On the surface, the brand had taken a beating and its finances were wrecked. But for UpGrad and MEMG, this takeover wasn’t about rescuing BYJU’s: it was about the two assets beneath the wreck that kept their shine: Aakash Educational Services and Great Learning. The paradox was written on the wall: While TLPL drowns, its assets are still bringing in investors.

Think of a failing company’s assets like mangoes at a fruit market. On day 1, when the mangoes are fresh and perfectly ripe, they command a premium price. Everybody wants them, and sellers can charge a premium. If you want the best, you pay the best.

But give that same stall a couple of days. The mangoes don't look as fresh as they used to, the skin wrinkles and fruit softens. The seller needs to sell it all before it spoils and they know they can’t charge the same price as day 1. Now, suddenly you as the buyer have all the bargaining power. And here’s the key: Even though they look a little bruised on the outside, many of the mangoes inside are still perfectly good — sweet, usable, and worth buying.

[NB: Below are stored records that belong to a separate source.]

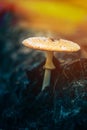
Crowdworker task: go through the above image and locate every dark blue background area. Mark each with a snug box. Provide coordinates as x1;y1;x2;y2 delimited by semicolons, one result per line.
0;12;87;130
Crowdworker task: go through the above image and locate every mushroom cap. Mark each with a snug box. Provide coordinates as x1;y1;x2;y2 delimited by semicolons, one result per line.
22;37;80;52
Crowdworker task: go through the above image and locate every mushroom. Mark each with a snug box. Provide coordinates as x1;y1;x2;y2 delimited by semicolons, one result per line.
23;37;80;90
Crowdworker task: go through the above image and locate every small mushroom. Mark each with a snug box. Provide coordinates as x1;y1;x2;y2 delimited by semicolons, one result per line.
23;37;80;90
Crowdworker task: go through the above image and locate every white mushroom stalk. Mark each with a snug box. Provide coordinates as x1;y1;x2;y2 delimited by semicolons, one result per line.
23;37;80;90
42;51;55;90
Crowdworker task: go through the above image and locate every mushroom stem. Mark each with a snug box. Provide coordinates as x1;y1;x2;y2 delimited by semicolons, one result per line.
42;69;51;91
42;51;55;90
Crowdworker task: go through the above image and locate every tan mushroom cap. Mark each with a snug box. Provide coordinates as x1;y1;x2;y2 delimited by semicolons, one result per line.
23;37;80;52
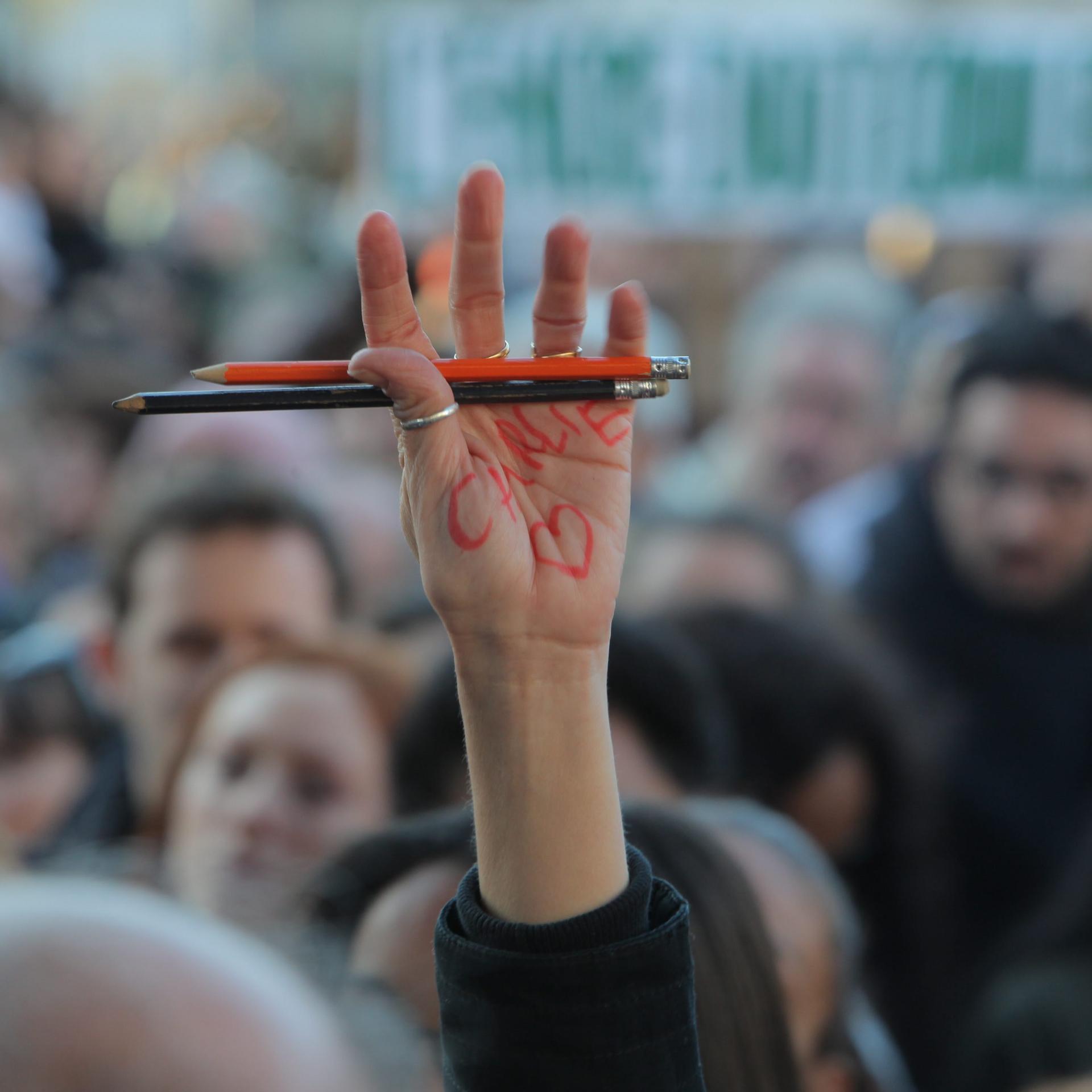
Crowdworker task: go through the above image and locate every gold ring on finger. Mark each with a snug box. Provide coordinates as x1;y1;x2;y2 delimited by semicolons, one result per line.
531;342;584;361
452;341;512;361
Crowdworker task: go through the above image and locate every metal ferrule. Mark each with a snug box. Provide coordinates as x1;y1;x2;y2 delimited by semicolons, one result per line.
615;379;667;399
650;356;690;379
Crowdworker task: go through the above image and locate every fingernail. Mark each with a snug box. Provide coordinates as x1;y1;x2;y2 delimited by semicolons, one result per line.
463;159;500;178
348;348;382;387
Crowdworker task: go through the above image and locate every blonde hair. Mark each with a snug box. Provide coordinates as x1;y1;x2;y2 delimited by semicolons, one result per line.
145;635;413;847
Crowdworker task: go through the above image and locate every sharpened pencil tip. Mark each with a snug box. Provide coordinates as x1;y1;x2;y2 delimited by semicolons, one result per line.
190;363;227;383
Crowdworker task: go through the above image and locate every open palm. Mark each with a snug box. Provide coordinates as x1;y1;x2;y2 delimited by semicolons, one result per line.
353;167;646;648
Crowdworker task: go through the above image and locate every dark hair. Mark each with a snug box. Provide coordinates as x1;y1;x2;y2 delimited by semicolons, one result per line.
669;606;945;1061
948;300;1092;413
626;805;799;1092
0;624;114;760
394;618;735;814
107;468;353;618
304;808;474;973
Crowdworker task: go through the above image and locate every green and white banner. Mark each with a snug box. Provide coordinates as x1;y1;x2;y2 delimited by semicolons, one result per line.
365;5;1092;233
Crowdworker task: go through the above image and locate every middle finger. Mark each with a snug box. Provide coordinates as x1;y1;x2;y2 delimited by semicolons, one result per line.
534;220;590;356
450;164;504;357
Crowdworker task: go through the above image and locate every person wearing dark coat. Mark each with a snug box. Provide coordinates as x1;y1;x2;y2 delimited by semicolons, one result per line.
857;304;1092;987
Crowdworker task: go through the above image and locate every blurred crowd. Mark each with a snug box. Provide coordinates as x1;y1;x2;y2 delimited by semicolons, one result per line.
6;77;1092;1092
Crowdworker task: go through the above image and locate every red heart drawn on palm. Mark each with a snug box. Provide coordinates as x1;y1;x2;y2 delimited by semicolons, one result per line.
530;504;594;580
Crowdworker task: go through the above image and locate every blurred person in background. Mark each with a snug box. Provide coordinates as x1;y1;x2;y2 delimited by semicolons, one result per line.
310;808;474;1036
665;606;947;1083
0;626;119;859
312;805;799;1092
792;291;998;592
685;797;913;1092
394;617;735;814
0;86;58;336
0;878;374;1092
622;508;816;613
858;305;1092;971
84;470;351;838
948;812;1092;1092
655;253;912;515
155;642;404;928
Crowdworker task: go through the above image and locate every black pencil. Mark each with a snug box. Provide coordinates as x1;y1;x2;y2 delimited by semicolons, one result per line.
114;379;667;414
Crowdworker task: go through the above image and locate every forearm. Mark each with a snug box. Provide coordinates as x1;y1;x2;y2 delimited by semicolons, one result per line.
456;641;628;924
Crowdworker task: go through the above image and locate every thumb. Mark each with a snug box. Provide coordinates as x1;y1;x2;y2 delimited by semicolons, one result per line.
348;348;465;463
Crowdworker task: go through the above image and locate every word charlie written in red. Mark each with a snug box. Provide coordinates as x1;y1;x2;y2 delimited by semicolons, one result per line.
448;402;630;580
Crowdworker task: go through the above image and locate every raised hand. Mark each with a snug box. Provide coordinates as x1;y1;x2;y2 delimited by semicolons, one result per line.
353;167;646;647
350;167;646;921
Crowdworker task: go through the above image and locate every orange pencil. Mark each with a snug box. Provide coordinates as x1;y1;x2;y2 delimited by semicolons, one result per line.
190;356;690;387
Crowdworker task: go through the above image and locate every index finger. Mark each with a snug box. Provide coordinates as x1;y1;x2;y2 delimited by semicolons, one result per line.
356;212;436;361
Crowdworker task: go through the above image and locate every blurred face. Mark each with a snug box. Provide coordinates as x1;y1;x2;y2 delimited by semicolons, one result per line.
622;528;800;610
167;666;391;924
609;708;682;800
113;527;335;807
0;718;90;853
935;381;1092;610
353;861;466;1032
743;325;890;511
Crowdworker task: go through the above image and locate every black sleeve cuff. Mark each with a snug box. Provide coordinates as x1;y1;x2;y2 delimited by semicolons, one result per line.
446;846;652;954
436;850;704;1092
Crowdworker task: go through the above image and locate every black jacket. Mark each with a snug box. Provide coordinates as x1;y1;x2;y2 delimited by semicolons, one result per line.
858;464;1092;957
436;849;704;1092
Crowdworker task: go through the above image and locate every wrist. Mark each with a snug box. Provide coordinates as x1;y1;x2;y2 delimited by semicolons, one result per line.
451;635;608;692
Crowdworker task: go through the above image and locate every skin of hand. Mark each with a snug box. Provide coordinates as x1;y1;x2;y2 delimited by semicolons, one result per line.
350;165;647;923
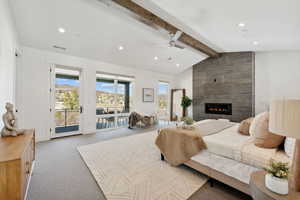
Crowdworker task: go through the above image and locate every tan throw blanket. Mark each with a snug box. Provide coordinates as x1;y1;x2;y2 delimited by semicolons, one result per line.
155;120;233;166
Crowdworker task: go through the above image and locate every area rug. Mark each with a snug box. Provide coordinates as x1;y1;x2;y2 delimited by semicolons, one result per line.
78;131;207;200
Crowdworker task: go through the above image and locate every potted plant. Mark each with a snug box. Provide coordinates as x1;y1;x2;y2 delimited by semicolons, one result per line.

That’s what happens in insolvency.

On the outside, the company looks like it’s going bad, be it the brand, the finances or the debt. But on the inside, some assets like Great Learning and Aakash still look like high quality high value assets. This collapse simply allows investors to buy these assets at a discounted price so in reality, they’re not buying a bad batch of mangoes, they’re just picking the good ones inside on a clearance sale price.

For the Manipal Group, it was more about buying up stake in Aakash Educational Services, where it is already a majority stakeholder. They became the largest shareholder in 2024 and if this bid turns out to be successful, they’d get to own the profitable offline institute at a fairer value. So far, the group has submitted two EOIs for TLPL, and for a while, it was the sole bidder until UpGrad entered the picture.

You see, for UpGrad, the value lies in the K-12 learning segment, along with Aakash and Great Learning. A few weeks ago, they were in talks to takeover Unacademy, another test-prep platform for a valuation of $300 million, a tenth of its peak valuation of $3 billion in 2021. Adding BYJU’s assets would strengthen their position in India’s learning industry, with little to no competition.

Whatever vision BYJU’s had, the competition seems to be taking forward. And that’s where the value in these acquisitions lie: Not in the BYJU’s brand, but the pieces that are still worth saving today. 

Yet the road ahead isn’t as easy as it looks. Because insolvency proceedings take time, and behind them are thousands of investors and stakeholders waiting for their dues. 

So let’s circle back to the mangoes for a moment. When you agree to buy the slightly old batch from the seller, you’re also agreeing to take the parts that are bruised, shrivelled, or unusable. That’s part of the bargain. Sellers rarely agree to hand over only the best pieces — because from their perspective, the entire lot needs to be sold, and the leftovers have no value to them.

At the insolvency court, GLAS Trust Company is representing BYJU’s term loan B lenders, and their claim is the single largest of them all, tied to the $1.2 billion loan issued back in November 2021. The founders have contested this voting share, but GLAS Trust remains as the biggest voice of the insolvency proceedings. In insolvency, the biggest claim usually gets the loudest voice, which means that GLAS has veto power over the Committee of Creditors (CoC) - the panel of lenders who decide the fate of the company.

So even if UpGrad and the Manipal Group want the crown jewels, the final say doesn't lie with them - it’s with the CoC. Because in an insolvency process, the CoC doesn’t see offers based on the bidder, it’s based on which proposal recovers the most money for creditors. Here that’s not just the investors, it’s lenders and employees who haven’t seen salaries for a while.

So for now, all eyes are on the insolvency proceedings. Aakash and Great Learning may survive; TLPL may not. And only time will tell who walks away with what’s left.